LRydin / MFDFA

Multifractal Detrended Fluctuation Analysis in Python
MIT License
128 stars 27 forks source link

Negative H values when running mfdfa #22

Closed FuadYoussef closed 3 years ago

FuadYoussef commented 3 years ago

Hi, Thank you for all of the hard work you've done to make this library. I've tried following the instructions in the documentation as well as the instructions in this post https://github.com/LRydin/MFDFA/issues/20 in order to analyze some of my own data and have encountered an issue. For reference, the code I am using is in this repository in the main.py and file_reader.py files. https://github.com/FuadYoussef/ChineseSentenceLengths

When I run the MFDFA and attempt to plot the data, I am able to generate the following graph: Figure_1

However the H values I get by subtracting 1 from each of the slopes is this: [0.24513458672164035, 0.2186072164297126, 0.1926072404229875, 0.17172103657125448, -0.34609042498381115, -0.3619098348631248, -0.375020070287282, -0.38637649591195067]

I obtain these H values using this code: slopes = np.polyfit(np.log(lag), np.log(dfa), 1)[0] slopes = slopes.tolist() hExponents = [] for slope in slopes: hExponents.append(slope - 1)

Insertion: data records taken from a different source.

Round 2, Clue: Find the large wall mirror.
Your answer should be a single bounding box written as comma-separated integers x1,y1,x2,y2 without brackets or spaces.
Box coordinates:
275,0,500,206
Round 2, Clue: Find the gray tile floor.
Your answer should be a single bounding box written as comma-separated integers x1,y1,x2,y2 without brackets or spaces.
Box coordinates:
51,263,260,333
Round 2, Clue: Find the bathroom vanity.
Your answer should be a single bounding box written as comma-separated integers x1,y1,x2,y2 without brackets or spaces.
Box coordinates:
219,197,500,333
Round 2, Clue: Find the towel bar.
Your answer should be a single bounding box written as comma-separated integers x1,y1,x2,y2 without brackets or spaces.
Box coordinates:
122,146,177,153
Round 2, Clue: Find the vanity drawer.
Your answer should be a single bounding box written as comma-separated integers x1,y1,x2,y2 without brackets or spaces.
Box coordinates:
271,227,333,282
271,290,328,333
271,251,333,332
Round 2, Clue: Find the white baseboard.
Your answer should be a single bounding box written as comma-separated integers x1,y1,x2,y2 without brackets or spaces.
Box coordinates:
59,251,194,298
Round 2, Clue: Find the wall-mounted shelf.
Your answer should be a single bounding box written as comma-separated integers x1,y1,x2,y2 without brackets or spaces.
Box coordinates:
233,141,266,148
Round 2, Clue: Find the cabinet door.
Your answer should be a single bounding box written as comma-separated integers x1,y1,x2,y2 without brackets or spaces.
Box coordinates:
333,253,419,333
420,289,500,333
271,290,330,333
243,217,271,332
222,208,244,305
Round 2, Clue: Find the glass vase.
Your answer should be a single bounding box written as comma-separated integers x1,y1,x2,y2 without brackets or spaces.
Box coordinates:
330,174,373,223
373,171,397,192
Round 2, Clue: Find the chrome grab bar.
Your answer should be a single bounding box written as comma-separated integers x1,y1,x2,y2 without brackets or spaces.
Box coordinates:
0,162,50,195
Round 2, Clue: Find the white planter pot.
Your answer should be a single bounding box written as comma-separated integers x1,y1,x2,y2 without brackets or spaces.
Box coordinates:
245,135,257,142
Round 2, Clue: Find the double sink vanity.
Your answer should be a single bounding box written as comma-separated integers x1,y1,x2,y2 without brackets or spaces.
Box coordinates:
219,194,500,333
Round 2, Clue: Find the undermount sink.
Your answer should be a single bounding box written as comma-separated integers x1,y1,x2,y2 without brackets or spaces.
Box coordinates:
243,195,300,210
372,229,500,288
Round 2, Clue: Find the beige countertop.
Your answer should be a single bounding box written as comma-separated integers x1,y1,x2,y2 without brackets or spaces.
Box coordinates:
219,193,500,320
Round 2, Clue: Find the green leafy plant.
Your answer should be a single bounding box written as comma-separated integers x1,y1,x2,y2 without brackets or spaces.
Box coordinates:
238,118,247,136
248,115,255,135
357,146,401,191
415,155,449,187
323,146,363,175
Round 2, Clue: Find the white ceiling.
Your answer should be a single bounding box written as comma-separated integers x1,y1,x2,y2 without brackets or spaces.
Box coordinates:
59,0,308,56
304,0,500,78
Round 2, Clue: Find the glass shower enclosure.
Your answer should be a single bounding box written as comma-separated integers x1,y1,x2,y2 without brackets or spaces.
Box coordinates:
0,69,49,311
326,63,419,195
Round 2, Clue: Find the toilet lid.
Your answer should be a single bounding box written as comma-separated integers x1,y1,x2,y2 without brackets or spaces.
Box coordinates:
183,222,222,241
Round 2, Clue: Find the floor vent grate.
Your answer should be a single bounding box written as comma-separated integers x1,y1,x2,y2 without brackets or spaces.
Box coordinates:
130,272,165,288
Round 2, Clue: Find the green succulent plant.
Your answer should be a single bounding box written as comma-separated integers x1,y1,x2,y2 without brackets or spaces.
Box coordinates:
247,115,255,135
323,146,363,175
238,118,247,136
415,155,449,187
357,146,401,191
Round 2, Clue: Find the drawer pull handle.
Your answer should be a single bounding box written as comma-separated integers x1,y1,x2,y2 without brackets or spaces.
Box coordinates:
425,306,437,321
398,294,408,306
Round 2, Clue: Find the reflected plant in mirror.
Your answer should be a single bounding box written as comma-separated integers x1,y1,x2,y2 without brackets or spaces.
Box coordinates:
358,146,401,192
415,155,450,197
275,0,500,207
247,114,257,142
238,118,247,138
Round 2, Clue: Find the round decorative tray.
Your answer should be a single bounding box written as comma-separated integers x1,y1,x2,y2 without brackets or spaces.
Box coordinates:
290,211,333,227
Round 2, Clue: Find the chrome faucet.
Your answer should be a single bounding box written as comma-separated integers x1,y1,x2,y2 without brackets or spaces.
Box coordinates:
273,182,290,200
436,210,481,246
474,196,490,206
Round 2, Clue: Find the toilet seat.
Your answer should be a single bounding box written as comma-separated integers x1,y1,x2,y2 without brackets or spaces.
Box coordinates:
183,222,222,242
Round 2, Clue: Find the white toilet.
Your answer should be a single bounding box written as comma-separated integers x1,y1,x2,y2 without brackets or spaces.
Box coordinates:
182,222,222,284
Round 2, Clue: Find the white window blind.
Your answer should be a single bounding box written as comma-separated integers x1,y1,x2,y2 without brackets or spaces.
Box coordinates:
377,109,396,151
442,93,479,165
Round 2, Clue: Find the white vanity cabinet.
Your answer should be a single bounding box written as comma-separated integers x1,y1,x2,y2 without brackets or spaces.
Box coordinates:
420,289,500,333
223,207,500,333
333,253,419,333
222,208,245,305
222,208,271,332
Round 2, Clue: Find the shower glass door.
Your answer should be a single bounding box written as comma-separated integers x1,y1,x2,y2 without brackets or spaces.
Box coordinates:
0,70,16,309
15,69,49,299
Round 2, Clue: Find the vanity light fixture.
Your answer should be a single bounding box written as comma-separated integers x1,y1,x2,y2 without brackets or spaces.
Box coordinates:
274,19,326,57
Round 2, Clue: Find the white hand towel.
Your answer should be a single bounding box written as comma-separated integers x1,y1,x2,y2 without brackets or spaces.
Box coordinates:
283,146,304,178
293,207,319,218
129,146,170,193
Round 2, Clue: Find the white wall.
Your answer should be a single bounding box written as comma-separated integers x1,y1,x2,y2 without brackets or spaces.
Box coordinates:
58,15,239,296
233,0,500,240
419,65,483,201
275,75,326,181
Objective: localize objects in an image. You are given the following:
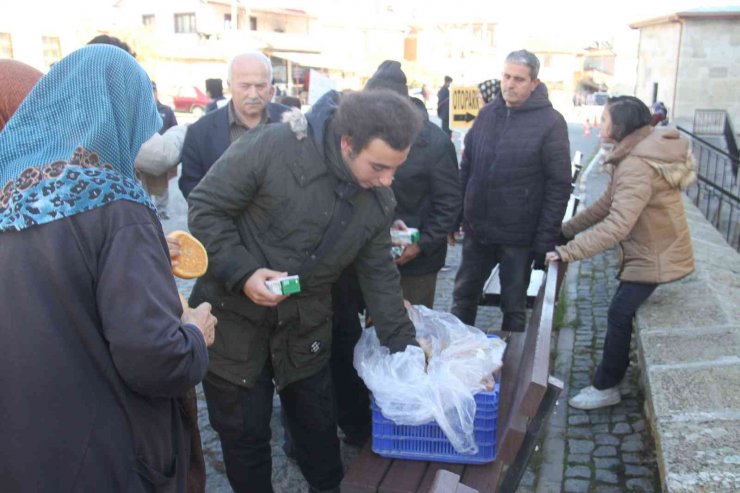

My confusion is about why I am getting negative H values from this. Any help or suggestions you could give would be greatly appreciated. Thank you.

LRydin commented 3 years ago

Hey @FuadYoussef, thank you for the question. I'll try my best to give you an answer.

So, I think you code is absolutely correct and the figure you show looks like a typical plot from MFDFA. Now the issue if of course the interpretation of the Hurst coefficient, which is not too easy. You are using sentence lengths, which I am not familiar with, but nevertheless, the point here has to do with having to subtract -1 to get the Hurst coefficient H. This is correct to do so for stochastic processes, but not for all processes.

Let me illustrate this using Espen Ihlen's fantastic paper on MFDFA: Introduction to multifractal detrended fluctuation analysis in Matlab, Ihlen, E.A.F, Front. Physio. 3:141. This is Espen Ihlen's Fig, 8

Screenshot from 2021-06-11 13-59-22

Where you can see the fluctuation function for (B) a monofractal time series and (C) white noise. (B) will have H>1 (this is why one subtracts -1, to get the mathematically correct H value), but (C) has 0<H<1, and it is a perfectly reasonable time series. I think your results fall in the category of "noise", thus you shouldn't subtract 1 from your results.

Two notes:

I hope this helps a little bit. From my view it seems to me your data is slightly multifractal, which seems reasonable from my understanding of sentences lengths.

Feel free to ask more things, if you have any doubts!

FuadYoussef commented 3 years ago

Thank you so much for this. Your description of the issue really helps here and I'm getting proper results now. I really appreciate it.

LRydin commented 3 years ago

:) Glad to help